Falámos de dois elementos: o primeiro é o Espírito,
sobre a superfície das águas, o Espírito Criador; mas há um segundo elemento
nas palavras da Anunciação. O arcanjo diz a Maria: «A força do Altíssimo
estenderá sobre ti a sua sombra». Trata-se de uma evocação da nuvem santa que,
durante o caminho do êxodo, pairava sobre a tenda do encontro, sobre a arca da
aliança, que o povo de Israel levava consigo, e que indicava a presença de Deus
(cf. Êx 40, 34-38).

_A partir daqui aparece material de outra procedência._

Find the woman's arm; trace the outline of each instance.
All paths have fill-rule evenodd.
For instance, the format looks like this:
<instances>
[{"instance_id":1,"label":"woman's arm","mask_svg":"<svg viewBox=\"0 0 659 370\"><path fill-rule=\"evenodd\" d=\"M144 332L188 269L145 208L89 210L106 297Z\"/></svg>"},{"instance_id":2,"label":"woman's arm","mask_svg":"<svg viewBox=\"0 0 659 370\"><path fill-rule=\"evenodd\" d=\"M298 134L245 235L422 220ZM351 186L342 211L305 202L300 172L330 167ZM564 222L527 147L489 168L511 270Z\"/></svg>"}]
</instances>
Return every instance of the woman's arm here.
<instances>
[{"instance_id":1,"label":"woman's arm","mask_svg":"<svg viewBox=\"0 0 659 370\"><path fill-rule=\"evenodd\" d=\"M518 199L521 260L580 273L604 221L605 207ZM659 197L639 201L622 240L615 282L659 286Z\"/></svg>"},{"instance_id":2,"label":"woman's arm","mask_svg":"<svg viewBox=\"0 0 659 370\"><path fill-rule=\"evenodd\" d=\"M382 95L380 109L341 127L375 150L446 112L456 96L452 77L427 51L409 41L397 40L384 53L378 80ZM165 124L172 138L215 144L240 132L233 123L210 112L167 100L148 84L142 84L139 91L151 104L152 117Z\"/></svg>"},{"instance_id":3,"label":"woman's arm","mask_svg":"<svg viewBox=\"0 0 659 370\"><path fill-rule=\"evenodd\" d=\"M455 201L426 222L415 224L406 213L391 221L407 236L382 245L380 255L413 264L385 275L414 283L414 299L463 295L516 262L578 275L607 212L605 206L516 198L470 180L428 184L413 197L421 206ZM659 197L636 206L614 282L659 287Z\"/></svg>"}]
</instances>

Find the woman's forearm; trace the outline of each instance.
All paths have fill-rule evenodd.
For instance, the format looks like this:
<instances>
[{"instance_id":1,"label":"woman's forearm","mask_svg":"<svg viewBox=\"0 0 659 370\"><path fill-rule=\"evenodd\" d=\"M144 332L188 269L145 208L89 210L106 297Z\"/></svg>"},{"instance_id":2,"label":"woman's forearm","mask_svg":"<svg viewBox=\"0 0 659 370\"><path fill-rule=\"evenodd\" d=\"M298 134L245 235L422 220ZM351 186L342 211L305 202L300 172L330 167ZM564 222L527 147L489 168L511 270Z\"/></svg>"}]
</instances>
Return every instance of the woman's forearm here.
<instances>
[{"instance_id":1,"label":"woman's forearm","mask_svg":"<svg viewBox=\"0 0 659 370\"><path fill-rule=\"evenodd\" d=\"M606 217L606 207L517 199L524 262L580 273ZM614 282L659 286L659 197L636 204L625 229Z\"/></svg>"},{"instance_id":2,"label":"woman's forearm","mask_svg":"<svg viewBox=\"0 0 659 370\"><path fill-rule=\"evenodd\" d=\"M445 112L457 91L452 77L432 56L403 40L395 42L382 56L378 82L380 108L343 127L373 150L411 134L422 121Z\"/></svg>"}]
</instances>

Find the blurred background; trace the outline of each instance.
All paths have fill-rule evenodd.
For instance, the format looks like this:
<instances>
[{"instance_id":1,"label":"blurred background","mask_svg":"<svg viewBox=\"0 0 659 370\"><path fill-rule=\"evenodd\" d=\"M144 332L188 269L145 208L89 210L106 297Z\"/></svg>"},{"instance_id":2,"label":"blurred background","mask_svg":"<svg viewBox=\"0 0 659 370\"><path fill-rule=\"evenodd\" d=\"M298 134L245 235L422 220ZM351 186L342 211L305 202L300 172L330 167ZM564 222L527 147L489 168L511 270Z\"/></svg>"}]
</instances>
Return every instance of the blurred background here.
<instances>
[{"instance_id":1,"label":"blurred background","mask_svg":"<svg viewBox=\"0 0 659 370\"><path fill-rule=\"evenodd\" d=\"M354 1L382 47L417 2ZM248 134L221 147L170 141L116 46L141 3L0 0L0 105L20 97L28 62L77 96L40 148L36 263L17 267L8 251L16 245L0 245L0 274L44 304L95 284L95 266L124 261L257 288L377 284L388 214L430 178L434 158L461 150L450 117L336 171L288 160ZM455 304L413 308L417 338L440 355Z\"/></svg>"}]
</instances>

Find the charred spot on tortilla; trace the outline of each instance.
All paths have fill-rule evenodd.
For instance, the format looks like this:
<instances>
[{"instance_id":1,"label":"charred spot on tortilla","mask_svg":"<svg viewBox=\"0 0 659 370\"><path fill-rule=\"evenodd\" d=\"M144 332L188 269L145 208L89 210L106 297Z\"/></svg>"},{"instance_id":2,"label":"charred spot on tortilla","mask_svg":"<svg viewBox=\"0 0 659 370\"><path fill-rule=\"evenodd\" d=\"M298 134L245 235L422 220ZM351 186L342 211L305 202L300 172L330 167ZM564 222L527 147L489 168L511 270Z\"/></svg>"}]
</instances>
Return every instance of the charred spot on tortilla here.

Portanto, Maria é a nova tenda santa, a
nova arca da aliança: mediante o seu «sim» às palavras do arcanjo, Deus recebe
uma morada neste mundo, Aquele que o universo inteiro não pode conter adquire
morada no ventre de uma virgem.
Então, voltemos à questão da qual partimos, a
propósito da origem de Jesus, resumida, pela pergunta de Pilatos: «De onde és
Tu?». Das nossas reflexões aparece claramente, desde o início dos Evangelhos,
qual é a verdadeira origem de Jesus: Ele é o Filho Unigénito do Pai, Ele vem de
Deus. Estamos diante do grande e extraordinário mistério que celebramos neste
tempo de Natal: por obra do Espírito Santo, o Filho de Deus encarnou-se no seio
da Virgem Maria. Trata-se de um anúncio que ressoa sempre novo e que traz
consigo esperança e alegria ao nosso coração, porque nos dá a certeza de que,
não obstante muitas vezes nos sintamos frágeis, pobres e incapazes diante das
dificuldades e do mal do mundo, contudo o poder de Deus age sempre e realiza
maravilhas precisamente na debilidade. A sua graça é a nossa força (cf. 2
Cor 12, 9-10). Obrigado!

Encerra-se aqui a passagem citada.